Co-immunoprecipitation (co-IP) analysis of Hsp70 and AR interaction. A. Flag-tagged Hsp70 was co-transfected with GFP-tagged AR or its deletion mutants into PC3 cells. Whole cell lysates (WCL) were prepared for co-IP using anti-GFP beads. Both WCL and immnoprecipitates were analyzed by immunoblotting using anti-Flag antibody and then anti-GFP antibody. B. C4–2 cells were transfected with expression vectors for GFP-tagged NTD, AR(1–293), and AR(294–556), along with GFP control.

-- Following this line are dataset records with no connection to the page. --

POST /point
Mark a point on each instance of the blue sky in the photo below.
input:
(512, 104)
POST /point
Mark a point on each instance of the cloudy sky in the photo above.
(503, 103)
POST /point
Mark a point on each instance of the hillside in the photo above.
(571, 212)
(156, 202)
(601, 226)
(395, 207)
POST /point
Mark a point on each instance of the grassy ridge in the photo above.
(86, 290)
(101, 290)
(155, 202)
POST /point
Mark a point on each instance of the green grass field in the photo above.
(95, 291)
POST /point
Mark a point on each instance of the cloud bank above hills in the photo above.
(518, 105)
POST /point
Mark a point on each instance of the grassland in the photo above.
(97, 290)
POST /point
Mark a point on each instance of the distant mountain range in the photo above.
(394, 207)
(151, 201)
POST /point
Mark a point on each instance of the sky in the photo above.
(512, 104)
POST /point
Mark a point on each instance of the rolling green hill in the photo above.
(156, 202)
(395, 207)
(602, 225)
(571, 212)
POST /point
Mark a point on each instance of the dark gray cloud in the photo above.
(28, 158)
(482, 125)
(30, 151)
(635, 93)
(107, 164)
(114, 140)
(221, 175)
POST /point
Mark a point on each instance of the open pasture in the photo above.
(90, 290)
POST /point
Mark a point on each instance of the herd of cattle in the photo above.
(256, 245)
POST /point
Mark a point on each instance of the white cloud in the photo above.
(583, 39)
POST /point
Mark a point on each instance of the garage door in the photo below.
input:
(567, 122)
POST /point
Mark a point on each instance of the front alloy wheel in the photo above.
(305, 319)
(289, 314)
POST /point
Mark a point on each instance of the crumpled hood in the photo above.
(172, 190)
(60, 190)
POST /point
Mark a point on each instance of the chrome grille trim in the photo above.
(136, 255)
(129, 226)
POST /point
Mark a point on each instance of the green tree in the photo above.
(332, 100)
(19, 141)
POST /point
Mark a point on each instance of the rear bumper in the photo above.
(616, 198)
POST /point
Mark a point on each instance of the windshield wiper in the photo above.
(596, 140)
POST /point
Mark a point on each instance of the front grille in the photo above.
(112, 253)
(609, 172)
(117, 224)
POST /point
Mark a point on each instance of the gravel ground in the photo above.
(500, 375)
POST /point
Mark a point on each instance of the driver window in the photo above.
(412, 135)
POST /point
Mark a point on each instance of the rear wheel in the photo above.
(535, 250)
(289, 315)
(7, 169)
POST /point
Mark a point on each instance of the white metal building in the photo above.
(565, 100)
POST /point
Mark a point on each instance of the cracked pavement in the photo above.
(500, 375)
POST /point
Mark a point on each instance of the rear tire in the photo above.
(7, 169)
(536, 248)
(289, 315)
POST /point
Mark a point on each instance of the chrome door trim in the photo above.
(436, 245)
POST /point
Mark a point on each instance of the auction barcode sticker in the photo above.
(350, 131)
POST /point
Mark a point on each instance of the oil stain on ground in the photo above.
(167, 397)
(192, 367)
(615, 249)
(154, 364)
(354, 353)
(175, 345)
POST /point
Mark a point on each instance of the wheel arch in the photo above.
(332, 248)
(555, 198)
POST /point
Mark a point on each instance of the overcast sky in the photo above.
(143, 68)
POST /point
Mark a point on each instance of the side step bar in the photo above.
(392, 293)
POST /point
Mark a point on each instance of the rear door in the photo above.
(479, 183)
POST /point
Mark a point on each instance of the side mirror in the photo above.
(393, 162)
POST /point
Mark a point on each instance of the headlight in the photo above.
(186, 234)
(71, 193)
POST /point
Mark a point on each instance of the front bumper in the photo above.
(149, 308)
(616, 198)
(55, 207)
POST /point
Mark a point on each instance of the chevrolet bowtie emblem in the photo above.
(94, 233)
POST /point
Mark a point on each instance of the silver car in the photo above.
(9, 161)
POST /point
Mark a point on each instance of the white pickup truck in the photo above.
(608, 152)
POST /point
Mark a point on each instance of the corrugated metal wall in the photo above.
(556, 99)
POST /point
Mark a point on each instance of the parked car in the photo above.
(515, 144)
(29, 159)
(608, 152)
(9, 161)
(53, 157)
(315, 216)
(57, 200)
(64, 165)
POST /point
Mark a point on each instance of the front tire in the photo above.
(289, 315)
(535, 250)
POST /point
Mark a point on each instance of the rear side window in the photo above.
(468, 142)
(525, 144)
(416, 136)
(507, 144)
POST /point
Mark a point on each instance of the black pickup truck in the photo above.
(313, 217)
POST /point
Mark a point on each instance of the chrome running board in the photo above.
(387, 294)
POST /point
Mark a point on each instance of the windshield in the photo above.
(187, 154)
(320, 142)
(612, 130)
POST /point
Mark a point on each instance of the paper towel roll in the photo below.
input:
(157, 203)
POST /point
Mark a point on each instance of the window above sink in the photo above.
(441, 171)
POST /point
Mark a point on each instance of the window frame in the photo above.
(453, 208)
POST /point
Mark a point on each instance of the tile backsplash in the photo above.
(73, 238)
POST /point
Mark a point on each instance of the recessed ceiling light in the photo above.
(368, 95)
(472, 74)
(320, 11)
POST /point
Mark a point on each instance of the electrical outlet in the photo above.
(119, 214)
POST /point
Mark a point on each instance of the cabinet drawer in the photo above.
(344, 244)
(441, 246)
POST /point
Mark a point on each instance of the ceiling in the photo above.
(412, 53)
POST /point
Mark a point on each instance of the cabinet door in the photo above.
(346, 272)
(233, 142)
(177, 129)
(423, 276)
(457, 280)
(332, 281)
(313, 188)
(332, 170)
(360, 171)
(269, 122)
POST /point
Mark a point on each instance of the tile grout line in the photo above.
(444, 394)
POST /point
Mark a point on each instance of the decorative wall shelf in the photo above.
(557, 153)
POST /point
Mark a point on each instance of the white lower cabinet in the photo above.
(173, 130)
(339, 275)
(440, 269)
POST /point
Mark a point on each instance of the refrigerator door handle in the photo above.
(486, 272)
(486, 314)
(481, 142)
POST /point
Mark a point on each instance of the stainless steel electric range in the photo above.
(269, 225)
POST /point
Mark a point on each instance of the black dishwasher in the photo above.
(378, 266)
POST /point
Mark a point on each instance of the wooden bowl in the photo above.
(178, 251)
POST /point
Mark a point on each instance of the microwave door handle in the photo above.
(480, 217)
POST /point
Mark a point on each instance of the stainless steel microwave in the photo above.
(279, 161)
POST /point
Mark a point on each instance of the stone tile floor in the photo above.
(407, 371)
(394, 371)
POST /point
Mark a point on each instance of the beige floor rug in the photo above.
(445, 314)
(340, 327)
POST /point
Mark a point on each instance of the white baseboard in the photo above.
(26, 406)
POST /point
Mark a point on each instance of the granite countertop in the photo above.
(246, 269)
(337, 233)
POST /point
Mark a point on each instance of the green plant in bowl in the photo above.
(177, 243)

Co-IP were performed similarly as in A. The WCL and immnoprecipitates were analyzed by immunoblotting using anti-Hsp 70 antibody and then anti-GFP antibody. C. Expression vectors for GFP-tagged Nucleotide Binding domain (NBD a.a. 1–386) and Substrate Binding Domain (SBD a.a. 386–641) of Hsp70 were transfected into C4–2 cells separately. Co-IP and immunoblotting were performed similarly as in A using anti-Flag and anti-AR antibodies. D. 22Rv1 cell lysates were prepare for co-IP using anti-Hsp70 antibody or IgG. 22Rv1 cells express full-length AR and its splice variants, including AR-V7 that lacks LBD. The WCL and immnoprecipitates were analyzed by immunoblotting using anti-AR antibody and then anti-Hsp70 antibody. All experiments were reproduced at least twice.